Work included a fret level/dress, new bone saddle for its bridge (with proper compensation), adjustment of the interior neck gizmo as well as installation of a "keeper bolt" through the soundhole so said adjustment wouldn't drift after we set it, general cleaning, and a good setup. It plays really well, now, with a neck that has only the tiniest hint of relief tuned-to-pitch and action right on the dot: 3/32" EA and 1/16" DGBE at the 12th fret. The owner, fortunately, tunes down a half-step so the 54w-12s that are on it right now won't kill the guitar with the extra tension that the 25 3/4" long scale applies to it.
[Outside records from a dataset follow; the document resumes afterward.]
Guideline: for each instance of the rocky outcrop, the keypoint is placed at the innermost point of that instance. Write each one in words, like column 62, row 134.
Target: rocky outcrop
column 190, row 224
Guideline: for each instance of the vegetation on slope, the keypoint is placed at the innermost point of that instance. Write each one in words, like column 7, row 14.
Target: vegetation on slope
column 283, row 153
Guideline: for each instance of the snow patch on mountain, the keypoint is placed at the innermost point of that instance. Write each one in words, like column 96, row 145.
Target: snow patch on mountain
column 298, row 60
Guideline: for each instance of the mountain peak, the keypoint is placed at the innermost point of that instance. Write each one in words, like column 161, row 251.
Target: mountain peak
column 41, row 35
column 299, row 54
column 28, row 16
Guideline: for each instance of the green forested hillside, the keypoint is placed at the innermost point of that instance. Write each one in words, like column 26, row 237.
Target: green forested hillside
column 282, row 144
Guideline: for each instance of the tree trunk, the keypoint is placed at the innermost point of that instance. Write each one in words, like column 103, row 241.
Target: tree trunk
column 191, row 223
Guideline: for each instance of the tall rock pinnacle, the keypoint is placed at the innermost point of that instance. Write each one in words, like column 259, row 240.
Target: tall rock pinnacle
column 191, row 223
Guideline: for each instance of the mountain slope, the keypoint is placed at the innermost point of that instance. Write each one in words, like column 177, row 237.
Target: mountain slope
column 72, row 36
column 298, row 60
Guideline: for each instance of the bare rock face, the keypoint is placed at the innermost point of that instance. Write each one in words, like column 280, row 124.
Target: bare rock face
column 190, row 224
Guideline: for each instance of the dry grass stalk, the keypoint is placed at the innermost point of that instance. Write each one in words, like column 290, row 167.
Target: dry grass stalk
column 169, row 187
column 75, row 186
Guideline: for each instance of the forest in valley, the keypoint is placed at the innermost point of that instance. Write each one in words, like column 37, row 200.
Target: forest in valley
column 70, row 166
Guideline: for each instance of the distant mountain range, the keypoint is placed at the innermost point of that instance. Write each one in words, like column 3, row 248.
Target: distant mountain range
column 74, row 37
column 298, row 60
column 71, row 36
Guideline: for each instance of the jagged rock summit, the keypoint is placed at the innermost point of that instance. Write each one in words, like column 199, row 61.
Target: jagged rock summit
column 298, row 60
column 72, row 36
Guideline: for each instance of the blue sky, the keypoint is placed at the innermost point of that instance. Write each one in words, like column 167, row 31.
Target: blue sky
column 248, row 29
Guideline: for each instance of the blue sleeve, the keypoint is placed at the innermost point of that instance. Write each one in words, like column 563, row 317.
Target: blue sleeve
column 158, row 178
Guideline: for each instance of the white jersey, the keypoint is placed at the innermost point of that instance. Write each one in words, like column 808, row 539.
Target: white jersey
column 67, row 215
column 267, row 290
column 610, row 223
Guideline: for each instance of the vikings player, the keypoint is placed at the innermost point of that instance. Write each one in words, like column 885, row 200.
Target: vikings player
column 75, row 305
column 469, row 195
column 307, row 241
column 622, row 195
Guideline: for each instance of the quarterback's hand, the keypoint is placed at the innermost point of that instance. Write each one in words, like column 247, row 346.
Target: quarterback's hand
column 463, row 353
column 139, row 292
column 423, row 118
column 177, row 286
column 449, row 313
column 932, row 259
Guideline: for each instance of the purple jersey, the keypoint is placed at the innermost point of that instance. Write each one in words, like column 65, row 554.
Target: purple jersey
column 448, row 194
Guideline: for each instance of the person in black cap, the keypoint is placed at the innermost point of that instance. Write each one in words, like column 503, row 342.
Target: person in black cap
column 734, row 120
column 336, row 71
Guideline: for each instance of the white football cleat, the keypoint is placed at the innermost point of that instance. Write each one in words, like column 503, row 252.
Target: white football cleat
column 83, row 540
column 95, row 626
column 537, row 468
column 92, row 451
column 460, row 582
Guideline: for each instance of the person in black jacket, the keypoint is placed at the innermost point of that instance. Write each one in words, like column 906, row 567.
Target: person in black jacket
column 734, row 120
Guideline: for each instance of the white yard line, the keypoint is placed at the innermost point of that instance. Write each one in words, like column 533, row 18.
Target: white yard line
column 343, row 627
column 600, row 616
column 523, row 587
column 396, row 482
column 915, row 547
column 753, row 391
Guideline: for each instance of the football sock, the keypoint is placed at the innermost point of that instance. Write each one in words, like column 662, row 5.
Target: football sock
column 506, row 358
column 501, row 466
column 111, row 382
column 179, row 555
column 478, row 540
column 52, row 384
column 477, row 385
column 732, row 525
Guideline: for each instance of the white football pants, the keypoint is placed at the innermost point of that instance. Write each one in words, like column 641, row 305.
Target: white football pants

Materials on this include a spruce top, ply Brazilian rosewood back and sides, mahogany neck with probably steel-bar reinforcement, ebonized maple fretboard and bridge, awesome checker celluloid binding, and the classic Kay Kraft celluloid headstock veneer.

I didn't get measurements, but these are approximately 00-size and the nut widths are wide at around 1 7/8" or so. The necks are manageable, however, with a soft-V, mild-to-medium-ish profile.

Did I mention it still has its full set of banjo-style geared pegs? The owner asked me about value for this and I just chuckled and told him he got it at a great price considering that the tuners are worth about half of what he paid for it!







Folks often ask: "why is the bridge so far from where it was?" -- the answer being that almost all old bridges aren't put in the right place when they're laid-to-rest.









As a final thought -- the owner of this guitar runs a French-language comic/graphic novel publishing company up around Montreal. I hope he enjoys this shot from the night before of Ms. Oona greedily reading an English translation of the French graphic novel "Cici's Journal!"

Comments

Unknown said…
Hi, l d ' like to get more imformations about the kay craft c2,does it have any cracks, holes or repairs ? Truly yours. J.molet belgium
daverepair said…
Nice! Jake, is it just the 12-fret versions of the 'C' model which are x-braced, or also the 14-fret ones too?